With around 3,500 active rigs in operation globally we’ll start to consider a typical basin’s life-cycle of Licensing > Exploration > Development > Decline > Abandonment


Before any exploration work can begin, oil companies need to make sure that if they discover any that they’ll have a legal right to extract and sell the oil. This is essentially a lease and they’re usually given in the UK for 25 years, or in the US for 10 years though these are regularly extended for a fee.


From this point, exploration begins. The oil company will usually commission a seismic survey and target reservoirs are selected. Once these have been ordered by attractiveness the oil company will then enlist service companies who will provide Supply Boars, Helicopters, Mud Logging etc. The exploration process is part luck and part skill and will hopefully result in a discovery.


One a discovery has been made the challenge then is to develop them. This can take a long time with up to 12 years between peak in discoveries and peak in production not being uncommon.

To develop a project, all the wells will be drilled and infrastructure such as rigs, pipelines and processing plants will be built. Whole industries can be built on the back of a discovery with huge capital expenditure available to be won by supply chain companies. These companies will tender for work and some will be contracted to go ahead with projects that could be worth billions over the lifetime of a project.


Oil and Gas production quantities over time are quite different. Oil fields will usually peak very quickly then tail off much more slowly over a period of 20 years or more. Gas meanwhile will rise steadily in production terms, level off for 20-25 years then tail off slowly.

During the decline phase the cost of extracting oil rises. Maintenance costs rise as infrastructure gets older and more advanced techniques are required to extract what remains of the oil reserves.
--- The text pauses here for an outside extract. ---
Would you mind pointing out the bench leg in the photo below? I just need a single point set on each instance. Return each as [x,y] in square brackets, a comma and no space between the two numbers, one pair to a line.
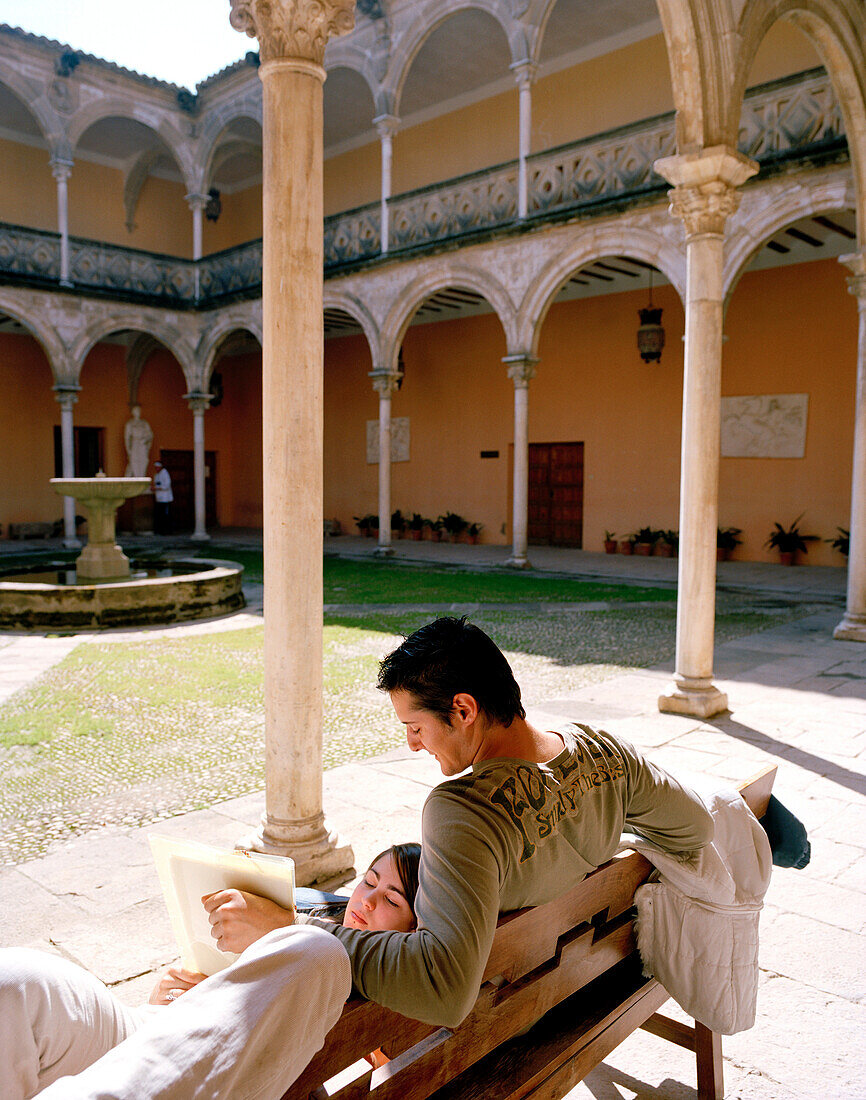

There will become a point where the cost of extracting the last remaining bits of oil will cost far more than what even specialist oil companies can sell it for. When an installation is abandoned onshore the operators will plug the wells with cement and steel plugs. Whereas offshore it’s a process referred to as “decommissioning” with large platforms being dismantled with the use of large cranes. This must be planned and paid for by the operators and could be an expensive and lengthy process.